SG für das Saarland (Entscheidung vom 01.12.1980; Aktenzeichen S 12 J 115/79)

 

Tatbestand

Der im Jahr 1928 geborene Kläger arbeitete von 1949 bis 1961 als gelernter Schuhmacher, danach bis Juni 1978 in der Dreherei der Stahlwerke R. als Kranfahrer. Wie das Landessozialgericht (LSG) festgestellt hat, trug er dabei Verantwortung für besondere hüttentechnische Vorgänge, seine Tätigkeit hatte im Betrieb eine hervorgehobene, verantwortungsvolle Bedeutung und hob sich aus der Gruppe der übrigen Kranfahrer heraus. Der Kläger bezog Lohn nach der Lohngruppe 5 des Manteltarifvertrages für die gewerblichen Arbeitnehmer in den Betrieben der eisenschaffenden Industrie des Saarlandes idF vom 10. Januar 1979. Während die Masse der Kranfahrer in Lohngruppe 4 eingestuft war, wurde der Kläger nach § 13 dieses Vertrages wegen der von ihm getragenen besonderen Verantwortung wie ein Facharbeiter eingestuft.

Im September 1978 beantragte der Kläger, weil er sich nach einer Erkrankung und einem Arbeitsunfall den Anforderungen der Arbeit nicht mehr gewachsen fühlte, Rente wegen Berufsunfähigkeit. Die Beklagte lehnte mit Bescheid vom 14. März 1979 den Antrag ab.
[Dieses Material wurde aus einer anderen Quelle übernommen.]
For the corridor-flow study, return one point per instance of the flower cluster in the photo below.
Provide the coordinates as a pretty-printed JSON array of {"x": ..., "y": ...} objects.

Das Sozialgericht (SG) für das Saarland hat mit Urteil vom 1. Dezember 1980 die Beklagte zur Rentengewährung verurteilt. Das LSG hat mit Urteil vom 8. Oktober 1981 die Berufung der beklagten Landesversicherungsanstalt als unbegründet zurückgewiesen und die Revision zugelassen. In den Entscheidungsgründen ist ausgeführt: Der Kläger sei in die Gruppe der Facharbeiter einzuordnen. Zwar handele es sich bei dem Kranfahrer grundsätzlich um eine Tätigkeit angelernter Art und nicht um einen Ausbildungsberuf. Wegen seiner tariflichen Einstufung sei der Kläger aber als Facharbeiter anzusehen. Die Charakterisierung der Berufsgruppen durch Leitberufe schließe ein, daß alle Berufe dem Leitberuf als qualitativ gleichwertig zu erachten seien, die tariflich gleichwertig eingestuft würden. Dabei sei es ohne Belang, ob der Beruf im Vergleich zum anerkannten Ausbildungsberuf nur eine kürzere oder überhaupt keine Ausbildung voraussetze. Die tarifliche Einstufung habe auch der besonderen Verantwortung des Klägers entsprochen. Die Revision sei zuzulassen, weil es von allgemeinem Interesse sei, ob eine relativ hohe tarifliche Einstufung, die im wesentlichen auf der Qualität der Berufstätigkeit beruhe, eine Facharbeitergleichstellung selbst dann bewirke, wenn der ausgeübte Beruf überhaupt keine Ausbildung voraussetze.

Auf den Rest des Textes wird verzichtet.